1763-02-13, de Voltaire [François Marie Arouet] à Étienne Noël Damilaville.

Mon cher frère, si vous n'avez pas des éclaircissements historiques, en voici.
Il est assez plaisant qu'on puisse imprimer la calomnie, et qu'on ne puisse pas imprimer la justification. Je joins à ces deux exemplaires la véritable feuille de l' essai sur les mœurs de laquelle assurément messieurs doivent être contents, à moins qu'ils ne soient extrêmement difficiles. Comme il n'y a rien dans cette feuille qui ne se trouve dans le procès de Damiens que le parlement lui même a fait imprimer, je ne vois pas que messieurs aient le moindre prétexte de me traiter comme les jésuites. D'ailleurs j'aime la vérité, et je ne crains point messieurs. Je suis à l'abri de leur greffier. Au reste, il me semble qu'il y a, à la page 325, une chose bien flatteuse pour un de messieurs.

Quant à la roture de messieurs, il faudrait être aussi ignorant qu'un jeune conseiller au parlement pour ne pas savoir que jamais les simples conseillers ne furent nobles. Voyez le chapitre de la noblesse, c'est bien pis. Les chanceliers n'étaient pas nobles par leur charge; ils avaient besoin de lettres d'anoblissement. Quand on écrit l'histoire, il faut dire la vérité, et ne point craindre ceux qui se croient intéressés à l'opprimer.

Le Traité sur l'éducation me paraît un très bon ouvrage, et pour tout dire, digne de l'honneur que frère Platon-Diderot lui a fait d'en être l'éditeur.
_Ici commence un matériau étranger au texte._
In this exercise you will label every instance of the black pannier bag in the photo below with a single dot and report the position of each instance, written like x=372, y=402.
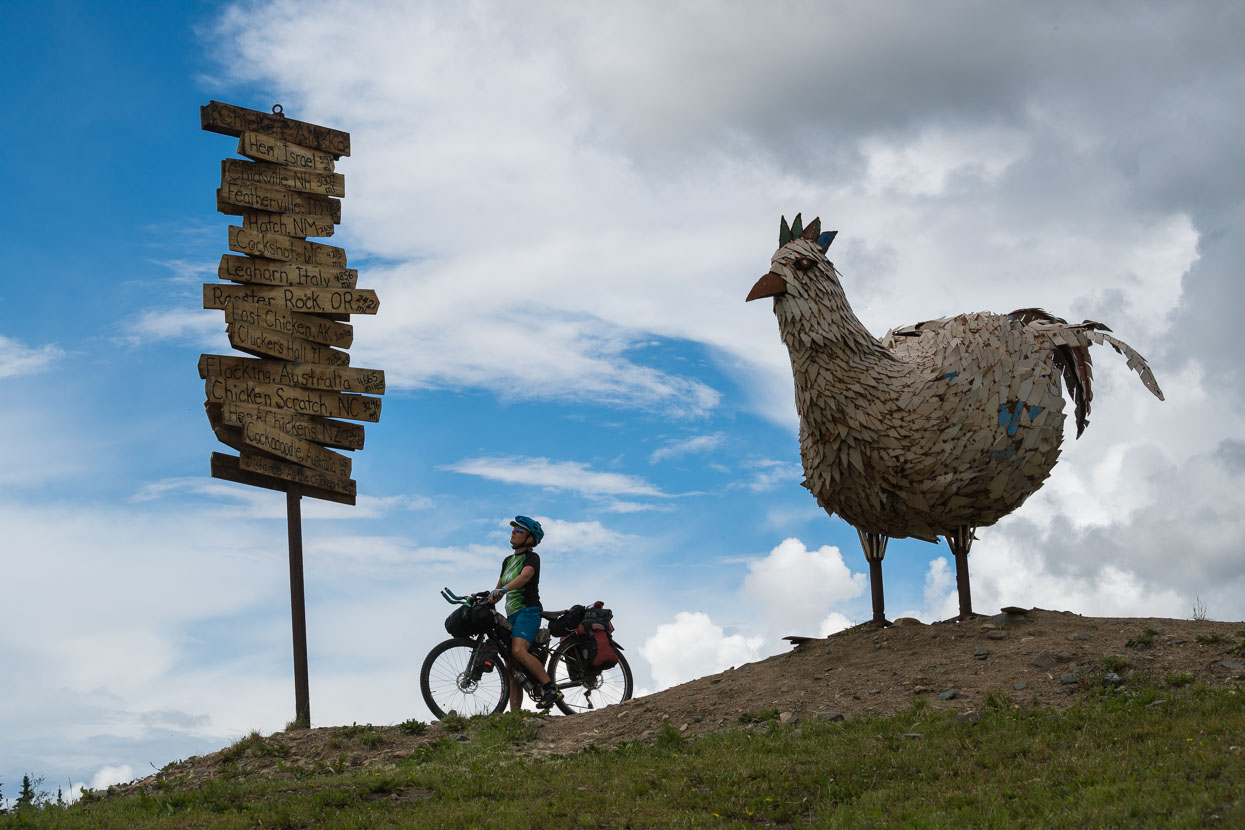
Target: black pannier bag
x=469, y=620
x=596, y=650
x=565, y=622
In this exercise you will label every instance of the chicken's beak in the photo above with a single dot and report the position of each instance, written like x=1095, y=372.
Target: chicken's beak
x=770, y=285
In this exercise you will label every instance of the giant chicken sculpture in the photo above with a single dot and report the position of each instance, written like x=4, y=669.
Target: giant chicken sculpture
x=935, y=429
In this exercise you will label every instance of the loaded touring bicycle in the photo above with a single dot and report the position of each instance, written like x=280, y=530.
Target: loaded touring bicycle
x=467, y=673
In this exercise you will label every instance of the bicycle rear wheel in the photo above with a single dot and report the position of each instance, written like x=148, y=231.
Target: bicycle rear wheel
x=448, y=685
x=591, y=690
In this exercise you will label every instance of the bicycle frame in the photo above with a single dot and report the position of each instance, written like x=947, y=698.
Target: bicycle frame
x=502, y=646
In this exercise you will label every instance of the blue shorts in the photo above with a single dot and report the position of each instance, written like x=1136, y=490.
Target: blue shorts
x=526, y=622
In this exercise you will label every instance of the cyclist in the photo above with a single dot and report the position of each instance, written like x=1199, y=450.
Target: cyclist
x=519, y=584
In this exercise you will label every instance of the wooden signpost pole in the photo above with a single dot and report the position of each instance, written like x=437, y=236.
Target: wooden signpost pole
x=285, y=299
x=298, y=607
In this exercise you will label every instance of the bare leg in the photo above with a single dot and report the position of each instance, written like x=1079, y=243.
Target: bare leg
x=874, y=550
x=530, y=665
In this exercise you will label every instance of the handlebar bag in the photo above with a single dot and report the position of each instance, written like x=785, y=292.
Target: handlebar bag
x=468, y=621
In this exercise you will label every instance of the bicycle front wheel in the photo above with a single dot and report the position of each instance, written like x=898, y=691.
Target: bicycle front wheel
x=585, y=691
x=448, y=685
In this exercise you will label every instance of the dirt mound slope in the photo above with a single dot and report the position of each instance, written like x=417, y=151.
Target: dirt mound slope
x=1033, y=657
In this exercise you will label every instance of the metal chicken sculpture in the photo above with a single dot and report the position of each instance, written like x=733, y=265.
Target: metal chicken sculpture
x=935, y=429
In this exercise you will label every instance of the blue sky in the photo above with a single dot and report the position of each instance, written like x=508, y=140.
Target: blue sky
x=562, y=212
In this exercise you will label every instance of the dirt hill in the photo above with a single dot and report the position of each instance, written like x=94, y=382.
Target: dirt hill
x=1032, y=657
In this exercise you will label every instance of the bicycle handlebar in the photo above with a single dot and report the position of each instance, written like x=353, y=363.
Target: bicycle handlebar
x=453, y=599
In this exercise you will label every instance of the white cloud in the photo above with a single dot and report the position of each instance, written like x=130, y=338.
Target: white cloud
x=201, y=326
x=110, y=775
x=692, y=646
x=770, y=474
x=796, y=587
x=240, y=500
x=686, y=447
x=19, y=359
x=563, y=536
x=575, y=477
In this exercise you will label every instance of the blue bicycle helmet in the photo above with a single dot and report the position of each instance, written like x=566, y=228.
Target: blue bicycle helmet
x=532, y=526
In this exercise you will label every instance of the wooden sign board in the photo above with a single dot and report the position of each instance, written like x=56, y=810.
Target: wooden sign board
x=323, y=431
x=258, y=197
x=235, y=171
x=294, y=298
x=285, y=248
x=366, y=381
x=229, y=120
x=300, y=451
x=283, y=224
x=260, y=340
x=294, y=400
x=305, y=326
x=265, y=148
x=264, y=466
x=274, y=271
x=228, y=468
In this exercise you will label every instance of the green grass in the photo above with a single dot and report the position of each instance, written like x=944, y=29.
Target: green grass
x=1112, y=760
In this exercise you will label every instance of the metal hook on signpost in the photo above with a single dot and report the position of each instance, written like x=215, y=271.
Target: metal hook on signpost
x=279, y=111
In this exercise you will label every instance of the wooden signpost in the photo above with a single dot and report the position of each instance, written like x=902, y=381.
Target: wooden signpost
x=290, y=407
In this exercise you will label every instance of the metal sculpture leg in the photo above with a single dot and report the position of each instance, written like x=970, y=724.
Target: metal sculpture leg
x=960, y=540
x=874, y=550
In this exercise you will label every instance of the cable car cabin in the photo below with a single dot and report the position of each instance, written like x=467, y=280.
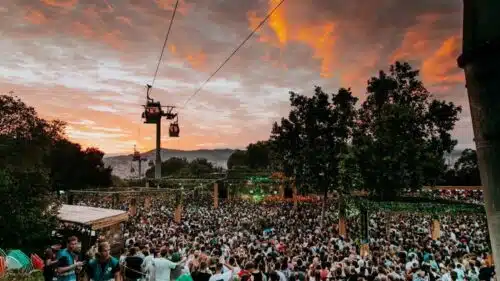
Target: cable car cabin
x=173, y=130
x=137, y=156
x=152, y=113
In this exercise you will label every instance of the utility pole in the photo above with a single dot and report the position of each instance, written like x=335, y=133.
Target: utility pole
x=138, y=158
x=481, y=60
x=153, y=112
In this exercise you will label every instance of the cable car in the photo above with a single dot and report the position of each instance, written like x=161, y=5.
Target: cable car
x=152, y=112
x=173, y=130
x=137, y=155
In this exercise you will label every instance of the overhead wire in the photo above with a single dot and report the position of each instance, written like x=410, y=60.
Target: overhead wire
x=165, y=43
x=234, y=52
Si frère Thiriot ne sait pas l'air de Bechamel, je vais vous l'envoyer noté, car il faut avoir le plaisir de chanter: Vive le roi et Simon Lefranc!

Avez vous entendu parler de la pièce dont mr Goldoni a régalé le théâtre italien? a-t-elle du succès? joue-t-on encore le vieux Dupuits et monsieurDes Ronais? J'avais prié mon cher frère de m'envoyer ce Dupuits; j'attendais le discours de mon confrère l'évêque de Montrouge, il m'avait écrit qu'il me l'envoyait, mais point de nouvelles. Monsieur l'évêque est occupé auprès de quelques filles de l'opéra comique. Mais c'est à frère Thiriot que j'en veux: il est bien cruel qu'il n'ait pas encore cherché les dialogues de Grégoire le grand. Je les avais autrefois. C'est un livre admirable en son espèce: la bêtise ne peut aller plus loin.
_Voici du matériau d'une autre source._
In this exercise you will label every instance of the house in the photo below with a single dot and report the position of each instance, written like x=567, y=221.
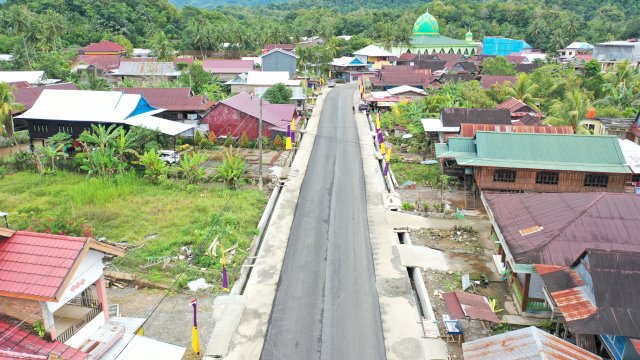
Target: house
x=518, y=109
x=488, y=81
x=623, y=128
x=394, y=76
x=348, y=68
x=613, y=52
x=240, y=114
x=73, y=111
x=29, y=77
x=58, y=281
x=537, y=162
x=98, y=64
x=470, y=130
x=253, y=80
x=373, y=54
x=179, y=104
x=27, y=96
x=528, y=343
x=500, y=46
x=104, y=47
x=227, y=69
x=596, y=297
x=576, y=50
x=145, y=70
x=439, y=130
x=285, y=47
x=555, y=229
x=280, y=60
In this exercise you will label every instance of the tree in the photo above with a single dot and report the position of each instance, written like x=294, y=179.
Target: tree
x=525, y=90
x=162, y=47
x=154, y=166
x=497, y=66
x=570, y=111
x=278, y=94
x=232, y=168
x=8, y=106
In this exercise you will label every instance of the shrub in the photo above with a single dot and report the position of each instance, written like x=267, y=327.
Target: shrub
x=244, y=140
x=407, y=206
x=277, y=142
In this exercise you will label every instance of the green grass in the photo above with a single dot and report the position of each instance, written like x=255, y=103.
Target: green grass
x=418, y=173
x=130, y=209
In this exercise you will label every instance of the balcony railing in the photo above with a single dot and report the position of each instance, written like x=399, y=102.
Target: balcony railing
x=73, y=329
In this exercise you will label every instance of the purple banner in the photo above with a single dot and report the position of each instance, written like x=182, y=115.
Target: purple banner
x=225, y=281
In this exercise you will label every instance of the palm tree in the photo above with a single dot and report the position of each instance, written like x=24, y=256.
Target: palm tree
x=570, y=111
x=525, y=90
x=8, y=106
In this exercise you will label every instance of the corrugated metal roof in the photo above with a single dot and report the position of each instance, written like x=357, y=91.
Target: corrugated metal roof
x=572, y=223
x=469, y=130
x=462, y=305
x=19, y=344
x=487, y=81
x=550, y=151
x=34, y=264
x=529, y=343
x=457, y=116
x=146, y=68
x=608, y=305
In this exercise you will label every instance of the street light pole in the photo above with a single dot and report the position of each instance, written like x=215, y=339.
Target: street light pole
x=260, y=147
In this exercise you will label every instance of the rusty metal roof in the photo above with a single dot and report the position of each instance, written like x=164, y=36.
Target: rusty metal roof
x=572, y=223
x=469, y=130
x=529, y=343
x=604, y=300
x=462, y=305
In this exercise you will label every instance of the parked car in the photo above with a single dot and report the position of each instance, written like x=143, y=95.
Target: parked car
x=170, y=157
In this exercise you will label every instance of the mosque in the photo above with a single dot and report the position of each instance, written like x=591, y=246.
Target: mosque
x=426, y=39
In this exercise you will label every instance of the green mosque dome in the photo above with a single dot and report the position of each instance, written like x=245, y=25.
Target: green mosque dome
x=426, y=25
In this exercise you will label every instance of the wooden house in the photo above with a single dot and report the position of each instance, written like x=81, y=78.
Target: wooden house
x=530, y=162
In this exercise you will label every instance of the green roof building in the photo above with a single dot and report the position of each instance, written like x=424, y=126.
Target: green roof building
x=426, y=39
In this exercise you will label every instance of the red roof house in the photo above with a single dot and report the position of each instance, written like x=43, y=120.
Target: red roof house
x=104, y=47
x=239, y=114
x=16, y=343
x=56, y=279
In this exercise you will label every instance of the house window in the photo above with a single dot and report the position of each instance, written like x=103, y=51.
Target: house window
x=504, y=175
x=547, y=178
x=596, y=180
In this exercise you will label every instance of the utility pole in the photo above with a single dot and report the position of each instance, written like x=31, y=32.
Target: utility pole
x=260, y=146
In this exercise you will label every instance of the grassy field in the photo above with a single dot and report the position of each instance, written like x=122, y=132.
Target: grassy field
x=418, y=173
x=155, y=220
J'embrasse tendrement mon cher frère, et je le prie de faire passer cette lettre à Pindare-Le Brun dont je suis sensé ignorer les sottises.

Je reçois tout le monde a tort. Ce tout le monde a tort ne serait il point de mde Belot? Il me paraît qu'une ironie de 60 pages en faveur des jésuites pourrait être dégoûtante.